Vows, Oaths, Taboos, & Geasa

These seem ripe to be incorporated into an old school adventure game. Whether they be a fate-like prediction given to the character at creation, "He will never _______ until ________," or a kind of self imposed spiritual restriction, "I shall never _____," these could add the flavor of folklore and religion to play. But more interestingly to me, they could function as an ongoing and individualized player mini-game. Yeah it would be fun for a player to have a power, but it would be more fun if they have to be on their toes to keep it.

What Benefit?

Now, the powers a character might gain from observance of these strictures would be a tricky thing; we don't want every pc running around super strong or immortal. Before we try to come up with possibilities let's narrow it down a little.

I'm thinking these benefits might be better as a continuous power (i.e. strength, great size) and not daily powers or spells. It also might be better if they were just one clear benefit and not many. Both of these would make it more obvious and dramatic if the strictures are broken and the power is lost.

I'm thinking it might be better if it is limited to affecting them and their body. Not something like pyrokinesis. But I'm less sure about that.

I feel like these could also be more interesting and flavorful if they were slightly ambiguous or had room for interpretation. You know, like "can never be killed by man born of woman." And then MacDuff of the Cesarean shows up.

Here are some ideas:
  • great strength
  • great endurance
  • great speed
  • a silver tongue (great persuasive ability)
  • immune to poisons & sickness
  • immune to charms and glamors
  • great ability with a certain weapon
  • always first to strike (win initiative)
  • always last to fall (keep fighting even below 0 hp, until all foes fall or flee)
  • never be felled by steel (can be rendered unconscious, but not killed by steel weapon)
At What Cost?

I think the magnitude of the power granted should be balanced with the difficulty of keeping the vows. And this is related to picking vows that would work mechanically in-game. For example, an ascetic vow of vegetarianism, or a vow to avoid alcohol would rarely be an issue to an old school character unless the DM or player consciously made it one. I'd like something a little harder to avoid.

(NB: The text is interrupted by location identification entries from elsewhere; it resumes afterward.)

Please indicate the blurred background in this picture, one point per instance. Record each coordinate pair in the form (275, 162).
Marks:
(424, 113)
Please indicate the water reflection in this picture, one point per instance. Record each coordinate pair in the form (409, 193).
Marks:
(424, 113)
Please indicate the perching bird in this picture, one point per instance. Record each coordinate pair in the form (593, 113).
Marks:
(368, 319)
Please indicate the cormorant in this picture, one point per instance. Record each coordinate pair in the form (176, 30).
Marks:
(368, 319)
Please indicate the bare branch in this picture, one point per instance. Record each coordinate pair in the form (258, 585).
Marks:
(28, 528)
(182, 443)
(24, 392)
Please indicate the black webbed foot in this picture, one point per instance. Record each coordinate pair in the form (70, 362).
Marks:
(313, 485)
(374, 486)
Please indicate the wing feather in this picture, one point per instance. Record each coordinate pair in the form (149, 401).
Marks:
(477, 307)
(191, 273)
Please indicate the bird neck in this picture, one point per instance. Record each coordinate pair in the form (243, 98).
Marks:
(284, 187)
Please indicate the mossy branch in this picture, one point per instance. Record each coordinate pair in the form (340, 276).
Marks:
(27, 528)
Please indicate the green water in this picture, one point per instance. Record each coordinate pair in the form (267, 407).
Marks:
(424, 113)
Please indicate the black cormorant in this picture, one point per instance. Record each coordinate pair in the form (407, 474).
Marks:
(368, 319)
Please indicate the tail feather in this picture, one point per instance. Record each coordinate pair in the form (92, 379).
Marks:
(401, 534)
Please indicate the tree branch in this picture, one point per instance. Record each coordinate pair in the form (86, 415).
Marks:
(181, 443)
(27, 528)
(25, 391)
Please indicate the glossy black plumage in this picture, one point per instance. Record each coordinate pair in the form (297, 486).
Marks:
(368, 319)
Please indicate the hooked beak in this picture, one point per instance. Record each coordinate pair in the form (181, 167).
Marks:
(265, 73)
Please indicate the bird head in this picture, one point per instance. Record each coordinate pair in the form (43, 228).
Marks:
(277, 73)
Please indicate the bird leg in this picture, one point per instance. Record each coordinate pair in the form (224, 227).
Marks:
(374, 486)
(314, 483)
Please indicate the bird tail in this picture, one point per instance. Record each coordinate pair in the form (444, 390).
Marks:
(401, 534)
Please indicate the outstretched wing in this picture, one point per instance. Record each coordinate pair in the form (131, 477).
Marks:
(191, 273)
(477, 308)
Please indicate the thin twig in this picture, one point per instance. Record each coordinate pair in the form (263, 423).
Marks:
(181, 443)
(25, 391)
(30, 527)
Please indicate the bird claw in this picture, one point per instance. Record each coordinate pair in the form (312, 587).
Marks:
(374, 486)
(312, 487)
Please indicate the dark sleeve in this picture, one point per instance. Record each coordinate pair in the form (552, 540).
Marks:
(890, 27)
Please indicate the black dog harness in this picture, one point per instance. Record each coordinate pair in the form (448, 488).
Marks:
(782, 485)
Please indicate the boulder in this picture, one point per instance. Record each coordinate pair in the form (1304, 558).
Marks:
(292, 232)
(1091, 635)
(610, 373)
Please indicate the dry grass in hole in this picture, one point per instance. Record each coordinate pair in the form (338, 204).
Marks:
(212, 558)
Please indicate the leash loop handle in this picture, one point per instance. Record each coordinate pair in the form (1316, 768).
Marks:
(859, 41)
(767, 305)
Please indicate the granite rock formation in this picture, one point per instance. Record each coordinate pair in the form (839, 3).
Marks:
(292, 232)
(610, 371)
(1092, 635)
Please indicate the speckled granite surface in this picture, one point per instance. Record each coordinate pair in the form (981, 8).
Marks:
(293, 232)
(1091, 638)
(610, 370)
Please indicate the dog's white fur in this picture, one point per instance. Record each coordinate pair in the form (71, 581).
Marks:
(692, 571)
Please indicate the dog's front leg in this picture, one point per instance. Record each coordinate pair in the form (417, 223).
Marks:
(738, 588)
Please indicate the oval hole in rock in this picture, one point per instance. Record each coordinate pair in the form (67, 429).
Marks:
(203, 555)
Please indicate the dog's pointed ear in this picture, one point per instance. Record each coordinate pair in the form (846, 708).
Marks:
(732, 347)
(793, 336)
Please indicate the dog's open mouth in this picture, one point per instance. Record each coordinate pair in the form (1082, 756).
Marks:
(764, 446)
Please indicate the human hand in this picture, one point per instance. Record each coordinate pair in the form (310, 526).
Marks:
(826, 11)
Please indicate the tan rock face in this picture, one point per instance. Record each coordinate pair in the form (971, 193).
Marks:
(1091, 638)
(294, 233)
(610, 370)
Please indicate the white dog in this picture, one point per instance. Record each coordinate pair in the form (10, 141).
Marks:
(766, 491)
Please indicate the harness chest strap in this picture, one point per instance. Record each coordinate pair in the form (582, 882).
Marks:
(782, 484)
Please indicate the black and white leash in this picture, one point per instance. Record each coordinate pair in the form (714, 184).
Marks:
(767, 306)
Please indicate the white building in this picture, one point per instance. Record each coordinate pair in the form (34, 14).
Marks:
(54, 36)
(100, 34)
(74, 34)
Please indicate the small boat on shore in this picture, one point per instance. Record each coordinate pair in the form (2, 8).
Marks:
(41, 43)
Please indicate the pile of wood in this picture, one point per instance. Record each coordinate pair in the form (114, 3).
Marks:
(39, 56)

To help us generate we can think of them as obligations, things the character must do, and prohibitions, things they must never do. My general feeling is that the latter would be easier to use for our purposes but let's go with it for now and see what we can come up with.

You will have X as long as you never:
  • kill a living thing
  • draw first blood
  • raise a hand against a man/woman/elf/etc
  • strip the arms off a foe (in the sense of weapons and armor)
  • be first to _________ (to stop fighting?)
  • be last to _________ (in marching order?)
  • keep bad company (whatever that my be defined as)
  • reveal secrets (whatever they are established as)
To keep X, you must always:
  • draw first blood
  • blood a bared weapon
  • strip the arms off a vanquished foe
  • be first to _________ (enter buildings?)
  • be last to _________ (yield?)

I'm thinking this might need some more thought and a second post. But I'm curious to know what you think.


  1. I like this very much. It goes well with the Cleric's "will not use edged weapons"...

  2. It's a great idea. There was a similar concept in a d20 Arthurian game called Legends of Excalibur by Charles Rice called Fate and Destiny. The player can determine his fate while the GM secretly determines his destiny. Every time a player spends a fate point to modify a dice roll, the GM gets a destiny point to spend on a dice roll that pushes him toward his ultimate destiny. I have no idea how this would work out in play, but the idea is interesting.

  3. This concept is also represented in the paladin class who lose their powers and become fighters when they break vows.